Coincidentally, at the same time as I was beginning my own creative journey and recognition of my body’s expressive capabilities, I was feeling dissociated from the way my body looked. I felt unattractive, my body had changed since being a teenager – I was beginning to look more like a woman and I felt betrayed. What do you mean I won’t have abs of steel unless I exercise! Why do my curves have to wobble?! And where did that bottom come from?! I knew I was still petite, I just am that build but there was no denying my body was new to me and some how I ‘d have to learn to love it, or I’d be in for years of hell trying to regain my teenage physique.

Meanwhile, I had been in touch with an artist and tutor from Kingston University who put me in touch with you, Lucy. I decided, what better way to reconnect with my body, to regain control and accept my new body than to take my clothes off in front of a bunch of strangers! I jumped in.

From my warm welcome at Spirited Bodies and my initial meet with Esther, I was immediately put at ease. Now all I’d have to do was undo my robe…

Any trepidation I felt before stripping off disappeared the moment my robe hit the floor. This was something I could do and damn it, I would work and concentrate as hard as I can to let these artists know a story about me.

This idea of modelling being an opportunity to tell a story about me is something I keep coming back to. Each session I model I find a theme emerges from the first pose. That then dictates what kind of pose will follow and so on, until I have re-enacted (or just acted) frozen images from previous (or fantasy*) experiences.
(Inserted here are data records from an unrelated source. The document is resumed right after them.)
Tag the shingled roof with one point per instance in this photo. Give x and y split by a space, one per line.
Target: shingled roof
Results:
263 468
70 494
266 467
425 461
A whole session allows the kind of freedom of expression I rarely get verbally. I use the language of my body to reconnect with my own thoughts, feelings, memories and try to send those stories out to any artist who might be ‘listening’.

There are times I leave a session feeling, though exhausted, rejuvenated. It is a cathartic, cleansing experience.

I seek to connect with an artist in a non-verbal way where they hear my story and it stirs something in them and they draw accordingly. A synching of experience.

I am a singer and this same ‘synching’ can happen at times musically too. This is when you get the ‘buzz’ and you can feel it coming off all the musicians performing too. There have been times where I’ve come close to this experience through modelling and it is that feeling that I continue to seek. That drives me to concentrate and work hard at each session and to hope for a commission with an artist I connect with in such a way. I would love to be part of a working-relationship to achieve a picture which is an insight into both the artist and the model. Achieved by collaboration.

My preferred length of pose is about 20-30 minutes – at this time I ache enough to have to fight for it, not so much I begin to hate it! I find it is long enough to both test and train my concentration on that ‘tableaux’ that is in my head.

*I want to make a point about life modelling being very removed from a sexual nature for me. I try to express my inner ‘Gaia’ rather than, well you know. I feel nakedness has an innocence about it that is too often forgotten and yes sometimes in nakedness we are sexual beings but I try to avoid being provocative as it’s not something I’m comfortable with. I feel the need to raise this because so many friends (even artists!) think that it is of a sexual nature. So far the one with the greatest understanding, who I told of my ambitions most fearfully, has been my Mum! She is even considering having a go herself.